Ireland had the fifth highest number of J1 visas with 10,000 students who travelled stateside last summer.
These figures are up by 20 per cent from last year with 8,000 students having completed their J1 in 2015.
According to State Department data, Ireland consistently receives the fifth highest number of J1 visas, just behind large countries like Germany and Brazil. Per capita, however, Ireland comes out on top by far.
“The numbers (for Ireland) are high and will continue to be high,” said Keri Lowry, the State Department’s deputy assistant secretary for private exchanges.
Out of the 14 J1 programmes offered, the most popular is Summer Work Travel (SWT). The 2017 SWT programme costs on average around €499 to cover recruitment assistance, vetting employers, scheduling embassy interviews and processing all of the applicants paperwork.
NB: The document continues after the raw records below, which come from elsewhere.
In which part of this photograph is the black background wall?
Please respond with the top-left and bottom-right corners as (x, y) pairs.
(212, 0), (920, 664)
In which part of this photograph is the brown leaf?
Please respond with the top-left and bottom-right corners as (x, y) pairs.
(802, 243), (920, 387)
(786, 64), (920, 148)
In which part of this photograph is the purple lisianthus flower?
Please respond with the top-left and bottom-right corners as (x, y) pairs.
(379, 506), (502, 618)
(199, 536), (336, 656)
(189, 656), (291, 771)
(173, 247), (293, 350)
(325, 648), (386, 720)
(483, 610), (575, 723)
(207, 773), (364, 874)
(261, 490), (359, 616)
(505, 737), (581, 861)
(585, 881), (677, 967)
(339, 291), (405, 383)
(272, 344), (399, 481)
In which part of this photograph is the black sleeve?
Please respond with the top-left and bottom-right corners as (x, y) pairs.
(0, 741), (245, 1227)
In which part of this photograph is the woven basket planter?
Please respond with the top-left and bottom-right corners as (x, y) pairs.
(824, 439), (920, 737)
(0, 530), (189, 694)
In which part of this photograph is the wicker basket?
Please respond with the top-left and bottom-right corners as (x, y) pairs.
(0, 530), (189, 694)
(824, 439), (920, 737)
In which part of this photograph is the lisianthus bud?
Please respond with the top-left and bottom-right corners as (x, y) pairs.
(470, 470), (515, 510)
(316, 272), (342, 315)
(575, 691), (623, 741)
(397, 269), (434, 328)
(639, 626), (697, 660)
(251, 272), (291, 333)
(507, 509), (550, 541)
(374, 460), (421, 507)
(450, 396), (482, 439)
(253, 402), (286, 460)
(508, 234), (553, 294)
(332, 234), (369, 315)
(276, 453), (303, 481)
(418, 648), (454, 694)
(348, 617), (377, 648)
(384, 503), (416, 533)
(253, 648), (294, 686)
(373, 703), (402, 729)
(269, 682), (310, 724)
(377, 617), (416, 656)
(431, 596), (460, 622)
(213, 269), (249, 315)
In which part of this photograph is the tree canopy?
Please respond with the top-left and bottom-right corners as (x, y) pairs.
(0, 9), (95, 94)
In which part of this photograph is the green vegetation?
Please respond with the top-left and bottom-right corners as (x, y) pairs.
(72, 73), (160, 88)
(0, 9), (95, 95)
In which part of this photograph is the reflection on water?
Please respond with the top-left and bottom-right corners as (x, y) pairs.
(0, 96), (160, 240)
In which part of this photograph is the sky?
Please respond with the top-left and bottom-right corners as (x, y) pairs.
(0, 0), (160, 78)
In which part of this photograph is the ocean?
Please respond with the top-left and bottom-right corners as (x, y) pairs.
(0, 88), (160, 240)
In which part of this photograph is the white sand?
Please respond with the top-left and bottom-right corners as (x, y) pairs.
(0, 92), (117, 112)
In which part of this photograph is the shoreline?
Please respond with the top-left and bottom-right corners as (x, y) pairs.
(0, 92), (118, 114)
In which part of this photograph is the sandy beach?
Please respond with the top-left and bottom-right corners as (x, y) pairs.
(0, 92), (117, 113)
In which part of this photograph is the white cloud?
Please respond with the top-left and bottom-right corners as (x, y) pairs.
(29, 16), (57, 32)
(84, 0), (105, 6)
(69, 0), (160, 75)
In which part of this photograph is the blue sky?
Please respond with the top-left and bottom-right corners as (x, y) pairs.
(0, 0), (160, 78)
This doesn’t include flights, travel insurance or living costs stateside.
Changes were made to the J1 application last year where students now have to source a job before they can travel to the US. In the past students had a period of three weeks when arriving in America to find a job.
USIT recently held an information talk in DCU last Thursday in the Henry Grattan building outside Bank Of Ireland where they addressed some of the questions and concerns that students had about applying for the scheme.
Camp USA Promotion and Sales Executive at USIT Ireland, Samia Jalal, described how many applicants had been contacting them worried that the J1 scheme would be changed or put on hiatus now that Donald Trump has been elected as president.
“Trump isn’t actually in power yet and everything is already sorted for this summer. People are contacting us asking if things are effected but they’re not.”